I say, you know what, this looks phenomenal. The color is so good! Yet a lot of times what we can do is come to the HSL panel in order to make it, perhaps, even better. That's what we're going to do here. All that I want to do is go to my Luminance panel. I want to start to work on the tones here on the wing. So, what I can do is I can darken those up. As I darken them up, it just builds out the density. Even with this simple adjustment, here is our before and then after, the photograph is already looking better. Well, then, from here what I could do though is I could go to Saturation.
I could add a little bit of saturation to that. I could navigate to Hue. I could shift the Hue to make this more red or more orange, depending on how I want to go with this image. Now, I can also work on that background color as well. Here, I'll click on Saturation for the background, and I'm just going to boost that up a touch. Now we have these really bright and vivid and interesting colors in color combination. Now, if ever we want to make other changes, we can always go back to our controls to change Brightness values or color saturation for that matter. All right.
Well, let's look at our before and after. Here we have it, before and then after, a subtle, yet nonetheless, significant improvement to this photograph. Let's look at one more example. Well, here we have a photograph of my daughter Annika on a swing. A lot of times, the way that you'll use these HSL controls is to target a particular area. Sometimes, it might be that you just want to boost the brightness in an area, let's say, like this blue jeans here. Well, if we go to our Luminance panel, all that we need to do to boost that up is to simply increase that.
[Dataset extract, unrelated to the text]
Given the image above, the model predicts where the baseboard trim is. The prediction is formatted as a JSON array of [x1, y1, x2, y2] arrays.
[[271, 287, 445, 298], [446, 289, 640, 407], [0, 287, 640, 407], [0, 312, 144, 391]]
Now, if we look at our before and after, before, and then after, we just have a nice Brightness value there. We can do this with other colors as well. The orange is there, then the reds will work on that shirt a little bit. That's just adding some interesting vividness to this. Now, I'm not saturating, but I am changing brightness. Other times, what I have found is that some colors might be too bright. Therefore, I need to reduce the Luminance, or I might need to reduce the Saturation. Whatever the intent, just keep in mind that you can really focus in on specific colors.
In this case, let's look at our before and then after. So, now that you've been exposed to these tools, the trick is to figure out how to integrate them into your workflow. One of the things that I notice in the classroom is that a lot of my students find these controls -- they're kind of enamored with them. When they initially see them, they play with them. They have fun with them, but then they don't ever use them again. So, of course, the trick here is to keep these always in the back of our mind, whenever we're looking at our images to say hey! Would there be some benefit to going to these controls? Occasionally, simply by going here and experimenting, we can start to pick up different ways that we can use these controls in order to either correct or enhance our photographs.